Your distribution costs depend on how many formats you publish in, and whether you optimize each of those formats for maximum impact. For example, you could just publish a printed book or a PDF ebook. Or you could publish both, along with a reflowable ebook, a web book, an audiobook, a video book, a large-print edition, a teacher’s edition, an API, an online course, an AI chatbot, and more.

For each of those formats, you could produce a version that’s just good enough to be viable, or a cutting-edge, optimized version. An optimized version makes the most of everything that that format has to offer.

These trade-offs inform your design team, tools, and workflow, as well as your promotion work.

Promotion

Promotion costs depend on your community and your skills.

A four-cell matrix. On the left, the two rows are labelled 'New community' and 'Existing community' respectively. Along the top, the columns are labelled 'Innate skills' and 'Hired skills'. An arrow from the bottom-left corner pointing to the top right corner is labelled 'Costs'.

All promotional work is essentially community building. If you don’t already have a community of fans and champions, you will need to invest a lot of time and, therefore, money in building one.

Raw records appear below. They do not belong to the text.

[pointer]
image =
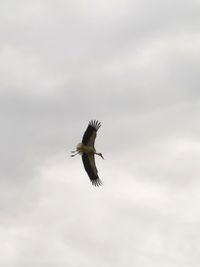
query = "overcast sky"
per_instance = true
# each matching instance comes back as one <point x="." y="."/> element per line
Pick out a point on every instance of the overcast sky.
<point x="133" y="65"/>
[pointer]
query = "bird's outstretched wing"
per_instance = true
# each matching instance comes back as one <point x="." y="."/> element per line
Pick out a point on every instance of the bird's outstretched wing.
<point x="90" y="133"/>
<point x="90" y="167"/>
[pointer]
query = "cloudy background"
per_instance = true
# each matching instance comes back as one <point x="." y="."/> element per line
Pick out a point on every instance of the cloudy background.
<point x="133" y="65"/>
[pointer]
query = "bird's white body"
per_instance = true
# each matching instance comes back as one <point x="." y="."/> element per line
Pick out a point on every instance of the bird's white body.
<point x="80" y="148"/>
<point x="87" y="150"/>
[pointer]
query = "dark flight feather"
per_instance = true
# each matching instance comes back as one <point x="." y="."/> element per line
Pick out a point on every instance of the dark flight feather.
<point x="90" y="132"/>
<point x="88" y="161"/>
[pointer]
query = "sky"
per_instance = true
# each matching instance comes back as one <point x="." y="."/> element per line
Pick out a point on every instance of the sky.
<point x="134" y="66"/>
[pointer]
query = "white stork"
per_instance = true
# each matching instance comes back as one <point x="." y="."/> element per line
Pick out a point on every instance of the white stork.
<point x="87" y="150"/>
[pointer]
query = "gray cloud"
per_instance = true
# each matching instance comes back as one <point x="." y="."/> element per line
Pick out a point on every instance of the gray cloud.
<point x="134" y="66"/>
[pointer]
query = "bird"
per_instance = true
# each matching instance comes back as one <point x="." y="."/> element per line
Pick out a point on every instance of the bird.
<point x="87" y="150"/>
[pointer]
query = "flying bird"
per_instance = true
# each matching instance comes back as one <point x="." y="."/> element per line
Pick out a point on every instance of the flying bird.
<point x="87" y="150"/>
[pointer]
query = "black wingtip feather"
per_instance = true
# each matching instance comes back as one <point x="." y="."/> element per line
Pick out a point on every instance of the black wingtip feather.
<point x="95" y="124"/>
<point x="97" y="182"/>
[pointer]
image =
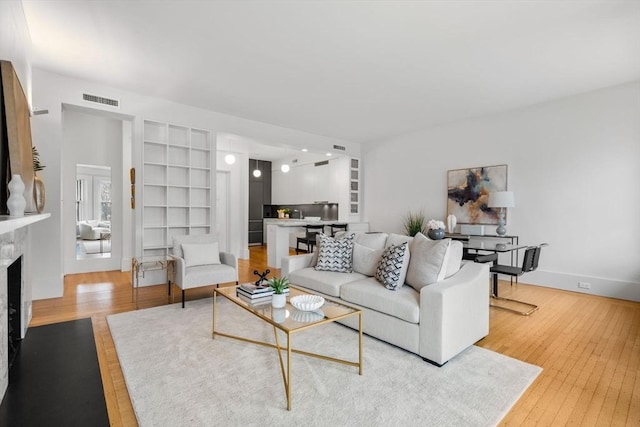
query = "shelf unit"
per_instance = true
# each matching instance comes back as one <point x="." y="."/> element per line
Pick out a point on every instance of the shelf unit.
<point x="354" y="186"/>
<point x="176" y="185"/>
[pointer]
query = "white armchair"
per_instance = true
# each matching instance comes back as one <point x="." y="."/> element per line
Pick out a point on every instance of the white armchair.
<point x="198" y="262"/>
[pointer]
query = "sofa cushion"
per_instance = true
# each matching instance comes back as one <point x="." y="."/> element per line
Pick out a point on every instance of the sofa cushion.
<point x="392" y="268"/>
<point x="365" y="259"/>
<point x="335" y="254"/>
<point x="370" y="240"/>
<point x="212" y="274"/>
<point x="200" y="254"/>
<point x="428" y="261"/>
<point x="403" y="304"/>
<point x="326" y="282"/>
<point x="176" y="249"/>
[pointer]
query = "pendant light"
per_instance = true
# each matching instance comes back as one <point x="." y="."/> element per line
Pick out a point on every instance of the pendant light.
<point x="256" y="171"/>
<point x="229" y="159"/>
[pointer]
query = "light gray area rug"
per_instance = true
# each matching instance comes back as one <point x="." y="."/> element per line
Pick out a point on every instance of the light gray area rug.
<point x="178" y="376"/>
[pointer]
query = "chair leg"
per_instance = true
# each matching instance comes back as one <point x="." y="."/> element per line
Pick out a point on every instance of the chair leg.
<point x="494" y="295"/>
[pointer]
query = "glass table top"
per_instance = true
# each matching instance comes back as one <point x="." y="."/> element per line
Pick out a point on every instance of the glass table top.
<point x="290" y="318"/>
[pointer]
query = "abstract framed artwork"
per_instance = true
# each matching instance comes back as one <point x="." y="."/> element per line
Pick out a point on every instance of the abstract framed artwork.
<point x="468" y="193"/>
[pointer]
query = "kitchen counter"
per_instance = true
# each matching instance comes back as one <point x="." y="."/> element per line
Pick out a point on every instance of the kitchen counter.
<point x="282" y="233"/>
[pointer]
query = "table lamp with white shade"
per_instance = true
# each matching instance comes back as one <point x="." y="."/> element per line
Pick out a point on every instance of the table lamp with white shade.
<point x="501" y="200"/>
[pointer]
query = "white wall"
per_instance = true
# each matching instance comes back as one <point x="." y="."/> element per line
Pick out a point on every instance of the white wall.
<point x="15" y="42"/>
<point x="574" y="166"/>
<point x="239" y="199"/>
<point x="51" y="91"/>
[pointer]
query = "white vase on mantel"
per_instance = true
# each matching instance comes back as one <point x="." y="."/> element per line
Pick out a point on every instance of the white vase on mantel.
<point x="16" y="203"/>
<point x="451" y="223"/>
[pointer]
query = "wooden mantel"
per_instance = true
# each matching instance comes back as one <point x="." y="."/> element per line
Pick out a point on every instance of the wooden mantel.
<point x="11" y="223"/>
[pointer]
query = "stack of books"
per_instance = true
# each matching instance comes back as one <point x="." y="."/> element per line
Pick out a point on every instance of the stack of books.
<point x="255" y="295"/>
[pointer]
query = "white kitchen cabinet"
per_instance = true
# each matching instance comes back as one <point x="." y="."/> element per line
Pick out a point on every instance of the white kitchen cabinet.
<point x="308" y="183"/>
<point x="176" y="184"/>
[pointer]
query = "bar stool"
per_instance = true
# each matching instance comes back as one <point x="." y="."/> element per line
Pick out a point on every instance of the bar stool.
<point x="337" y="227"/>
<point x="309" y="239"/>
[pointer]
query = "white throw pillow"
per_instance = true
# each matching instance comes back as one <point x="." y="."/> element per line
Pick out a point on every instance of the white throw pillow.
<point x="365" y="260"/>
<point x="200" y="254"/>
<point x="428" y="261"/>
<point x="453" y="259"/>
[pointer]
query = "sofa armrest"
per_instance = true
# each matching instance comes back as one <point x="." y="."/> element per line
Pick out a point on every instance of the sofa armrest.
<point x="454" y="313"/>
<point x="179" y="270"/>
<point x="229" y="259"/>
<point x="296" y="262"/>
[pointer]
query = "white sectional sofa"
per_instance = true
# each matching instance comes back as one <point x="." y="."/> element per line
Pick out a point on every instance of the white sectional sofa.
<point x="437" y="321"/>
<point x="91" y="229"/>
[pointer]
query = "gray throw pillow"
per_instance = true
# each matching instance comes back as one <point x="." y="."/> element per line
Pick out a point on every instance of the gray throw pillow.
<point x="365" y="260"/>
<point x="392" y="268"/>
<point x="335" y="254"/>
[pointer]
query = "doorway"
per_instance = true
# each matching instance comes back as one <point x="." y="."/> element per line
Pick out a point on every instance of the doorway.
<point x="92" y="188"/>
<point x="223" y="216"/>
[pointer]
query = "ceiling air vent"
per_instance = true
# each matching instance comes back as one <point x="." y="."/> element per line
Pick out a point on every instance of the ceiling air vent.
<point x="101" y="100"/>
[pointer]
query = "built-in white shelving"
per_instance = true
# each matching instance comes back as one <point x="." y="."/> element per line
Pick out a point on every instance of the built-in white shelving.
<point x="177" y="183"/>
<point x="354" y="186"/>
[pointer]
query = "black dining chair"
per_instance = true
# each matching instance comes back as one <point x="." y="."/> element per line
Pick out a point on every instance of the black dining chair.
<point x="309" y="239"/>
<point x="529" y="263"/>
<point x="337" y="227"/>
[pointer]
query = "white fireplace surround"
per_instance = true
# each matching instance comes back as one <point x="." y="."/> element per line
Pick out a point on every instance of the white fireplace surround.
<point x="14" y="241"/>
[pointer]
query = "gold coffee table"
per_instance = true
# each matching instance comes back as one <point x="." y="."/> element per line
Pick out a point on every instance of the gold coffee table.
<point x="331" y="311"/>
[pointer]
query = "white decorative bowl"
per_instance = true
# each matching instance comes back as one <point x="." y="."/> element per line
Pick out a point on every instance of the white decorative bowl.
<point x="307" y="302"/>
<point x="307" y="316"/>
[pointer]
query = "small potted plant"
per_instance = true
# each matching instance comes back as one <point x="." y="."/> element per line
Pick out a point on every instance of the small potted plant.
<point x="414" y="223"/>
<point x="279" y="285"/>
<point x="436" y="229"/>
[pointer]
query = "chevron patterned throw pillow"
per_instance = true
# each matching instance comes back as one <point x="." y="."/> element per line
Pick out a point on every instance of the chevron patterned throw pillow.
<point x="392" y="267"/>
<point x="335" y="254"/>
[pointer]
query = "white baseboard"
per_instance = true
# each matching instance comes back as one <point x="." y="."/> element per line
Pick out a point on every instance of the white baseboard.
<point x="598" y="286"/>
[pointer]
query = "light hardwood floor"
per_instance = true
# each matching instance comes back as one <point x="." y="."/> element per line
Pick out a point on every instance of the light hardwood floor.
<point x="588" y="346"/>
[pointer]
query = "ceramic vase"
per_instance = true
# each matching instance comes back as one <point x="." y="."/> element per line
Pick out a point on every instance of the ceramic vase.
<point x="278" y="300"/>
<point x="436" y="234"/>
<point x="451" y="223"/>
<point x="16" y="203"/>
<point x="38" y="194"/>
<point x="279" y="315"/>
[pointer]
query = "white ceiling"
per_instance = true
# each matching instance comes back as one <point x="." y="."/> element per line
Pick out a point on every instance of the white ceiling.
<point x="354" y="70"/>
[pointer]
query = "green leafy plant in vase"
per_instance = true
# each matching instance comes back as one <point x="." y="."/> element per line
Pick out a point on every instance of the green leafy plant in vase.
<point x="38" y="186"/>
<point x="414" y="223"/>
<point x="279" y="285"/>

Communities grow best around authors who inspire their fans, but not all authors have innate community-building skills. If your authors don’t have those skills and capacity, you’ll have to spend much more to contract expertise in promotional strategy and execution.

Managing expectations

When you plan your project, write your choices for each matrix into your plans. Don’t be tempted to choose top-quality in every one, unless you have an unlimited budget.

If you include these matrices in your planning docs, with a brief description of your book’s job, you’ll better manage everyone’s expectations. And if everyone involved has similar expectations, it’s much easier to manage project costs, and to make the most of your available resources.